Since 2022, Natacha has been practicing as a lead midwife in a multidisciplinary team at La Maison Bleue, a social perinatal organization dedicated to supporting families in vulnerable contexts within the Côte-des-Neiges neighborhood of Montreal. Her current work bridges clinical midwifery, ethics consultation, and social medicine, reflecting a commitment to equity, compassionate care, and the advancement of ethical practice in perinatal health.
-
After many years of apprenticeship with SB Midwifery, during which she assisted at hundreds of births, she attended the National Midwifery Institute and became a licensed midwife in March 2011. She has worked with SB Midwifery since 1996, became a partner in 2011, and assumed ownership in 2021. In January 2020, she transitioned out of clinical care to serve full-time as the Director of SB Midwifery.

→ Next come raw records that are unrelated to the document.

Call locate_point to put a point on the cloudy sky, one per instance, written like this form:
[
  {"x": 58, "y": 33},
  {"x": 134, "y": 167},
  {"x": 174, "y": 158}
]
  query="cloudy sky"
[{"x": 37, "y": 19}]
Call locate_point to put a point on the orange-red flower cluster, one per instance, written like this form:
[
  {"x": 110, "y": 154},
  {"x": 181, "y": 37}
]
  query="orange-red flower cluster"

She is also the founder, president, and CEO of the Santa Barbara Birth Center.
She cherishes the connections she forms with new clients during intake as they explore midwifery care for their birth journey.
-
Dr. Molly Fitzpatrick, PhD – Social Anthropologist, Global Reproductive Health Scholar
Dr. Molly Fitzpatrick is a social anthropologist whose research and teaching focus on midwifery, childbirth, and parenting across diverse cultural and healthcare contexts. With over a decade of experience in higher education, she brings expertise in social anthropology, global health, and cultural humility to her academic work and faculty roles.
Her ethnographic research spans Indonesia, South Africa, India, and the Netherlands, offering a comparative lens on reproductive justice, gender, caregiving, and the politics of maternity care. Her doctoral dissertation, which explored the politics of midwifery in Indonesia, was awarded Best Dissertation by the Philosophical Faculty at the University of Zurich.

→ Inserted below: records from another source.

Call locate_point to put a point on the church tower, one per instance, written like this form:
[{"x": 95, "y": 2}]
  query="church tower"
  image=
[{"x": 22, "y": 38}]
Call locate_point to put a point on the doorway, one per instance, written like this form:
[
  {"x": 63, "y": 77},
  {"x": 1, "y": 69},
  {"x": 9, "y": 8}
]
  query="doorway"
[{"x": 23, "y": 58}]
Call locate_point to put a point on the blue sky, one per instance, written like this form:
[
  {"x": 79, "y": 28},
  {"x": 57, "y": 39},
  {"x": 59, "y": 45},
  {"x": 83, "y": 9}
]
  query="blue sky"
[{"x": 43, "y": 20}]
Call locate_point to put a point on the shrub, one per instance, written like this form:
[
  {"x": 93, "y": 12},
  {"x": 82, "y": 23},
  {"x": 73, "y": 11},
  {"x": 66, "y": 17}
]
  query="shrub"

Dr. Fitzpatrick currently serves as a postdoctoral researcher and lecturer at the University of Zurich and holds an appointment as a guest researcher at the University of Amsterdam. Her academic contributions support critical, interdisciplinary approaches to understanding birth and reproductive care across global contexts—an essential perspective in midwifery education and maternal health research.
Meet the Director
Creating a midwifery school has been a lifelong dream of mine - to offer a place dedicated to safe birth, safe midwifery practice, and the training of confident, compassionate practitioners. With the founding of Acadia School of Midwifery, I am weaving together decades of experience in education, clinical practice, and international collaboration to shape a program that reflects both rigor and heart.
I am a midwife, educator, and therapist, deeply committed to integrating the wisdom of birth traditions from around the world with contemporary, evidence-based medicine. Over the past twenty years, I have had the privilege of teaching midwifery and women’s health to thousands of people. My work has taken me into urban hospitals, rural clinics, remote communities, and online spaces, always with the same goal: to place midwifery practices as a cornerstone of maternal and newborn health.
My academic background includes a Master’s in Education for Health Professionals from Johns Hopkins University, an Advanced Degree in Tropical Medicine, a Certificate in Global Health and Human Rights from the University of Geneva, and a four-year degree in Midwifery Practice, as well as an undergraduate degree in Psychology. I have taught as faculty at the University of British Columbia, for the Royal College of Obstetricians and Gynecologists, and as a clinician-researcher at the University of New Mexico, focusing on perinatal trauma and postpartum mental health.
Acadia School of Midwifery is the realization of many years in the making: a school built to uphold the highest standards of evidence-based, trauma-informed, woman-centred care, while nurturing the next generation of midwives who will carry this work forward with skill, dignity, and wisdom.